Il est aussi important de noter que ce sont des produits à fort effet de mode. Ainsi certaines boissons très courues hier sont aujourd’hui tombées dans l’oubli (qui boit encore de la Suze ?).

Sur l’aspect identitaire, on se souvient de l’appropriation il y a quelques années du cognac par certains rappeurs américains, lesquels en quête de raffinement et distinction tenaient par cette boisson à se démarquer des consommateurs de whiskys, majoritairement blancs.

A l’époque, le morceau hip hop de Busta Rhymes « Pass the Courvoisier » devint un tube mondial, et les ventes du spiritueux bondirent de 30%, à la grande surprise de la marque, qui mis d’ailleurs quelque temps à cautionner cette accaparation par une communauté quelque peu en dehors de sa cible traditionnelle.

Cela dit, Courvoisier et les cognacs ne font plus la fine bouche depuis, leurs boissons ayant ainsi bénéficié d’une exposition médiatique inespérée qui a permis de redonner un peu de fraicheur et de glamour international à un breuvage plutôt réservé aux initiés.

Cela nous amène au Calvados, autre alcool français traditionnel, qui aimerait bien lui aussi s’encanailler, diversifier ses modes de consommation et élargir sa cible. Calvados, trou normand, repas roboratif, stop. Pour se faire, les producteurs de Calvados lancent ces jours-ci un jeu-concours web, baptisé « Kalvarock ».

Le but : demander à l’internaute d’élaborer un cocktail à base de Calvados. Après tirage au sort de 50 propositions, un jury professionnel se chargera d’élire les meilleures recettes et leurs auteurs se verront offrir un voyage à New York.

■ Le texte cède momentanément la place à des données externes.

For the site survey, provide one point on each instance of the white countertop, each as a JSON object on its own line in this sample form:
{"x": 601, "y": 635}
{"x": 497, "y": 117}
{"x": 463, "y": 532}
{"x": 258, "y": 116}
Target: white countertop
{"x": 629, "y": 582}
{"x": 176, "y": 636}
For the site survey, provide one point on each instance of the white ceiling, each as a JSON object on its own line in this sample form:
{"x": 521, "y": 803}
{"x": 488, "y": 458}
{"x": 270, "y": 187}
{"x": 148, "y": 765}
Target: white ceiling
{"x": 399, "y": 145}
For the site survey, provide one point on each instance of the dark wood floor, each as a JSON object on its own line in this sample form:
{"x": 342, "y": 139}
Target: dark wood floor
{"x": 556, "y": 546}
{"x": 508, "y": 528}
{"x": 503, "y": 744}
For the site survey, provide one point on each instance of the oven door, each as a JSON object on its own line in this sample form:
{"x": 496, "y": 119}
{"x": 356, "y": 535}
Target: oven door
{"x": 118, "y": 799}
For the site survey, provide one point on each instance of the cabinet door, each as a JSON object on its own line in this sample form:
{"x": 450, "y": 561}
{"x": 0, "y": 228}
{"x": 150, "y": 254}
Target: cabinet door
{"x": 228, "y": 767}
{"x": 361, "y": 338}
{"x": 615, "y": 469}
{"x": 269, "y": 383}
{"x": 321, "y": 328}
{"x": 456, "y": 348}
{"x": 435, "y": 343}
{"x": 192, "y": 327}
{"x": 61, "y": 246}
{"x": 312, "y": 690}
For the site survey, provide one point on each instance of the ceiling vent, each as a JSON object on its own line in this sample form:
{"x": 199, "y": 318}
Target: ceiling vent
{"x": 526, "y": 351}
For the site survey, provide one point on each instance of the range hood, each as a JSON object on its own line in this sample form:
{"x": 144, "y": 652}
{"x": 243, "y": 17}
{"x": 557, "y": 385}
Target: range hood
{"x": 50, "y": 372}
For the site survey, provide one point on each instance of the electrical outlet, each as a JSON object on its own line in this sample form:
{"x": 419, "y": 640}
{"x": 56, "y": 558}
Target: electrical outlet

Au-delà de la mécanique basique et un peu timide, on voit bien l’attente des producteurs. Face à des alcooliers multipliant les initiatives de co-branding, sponsoring et autres organisation de soirées hype, le « calva » cherche à son tour à s’émanciper des codes un peu trop régionaux pour se faire une place chez les nouveaux consommateurs prescripteurs de tendance, ceux qui sortent la nuit et font ou défont la réputation d’une marque de spiritueux.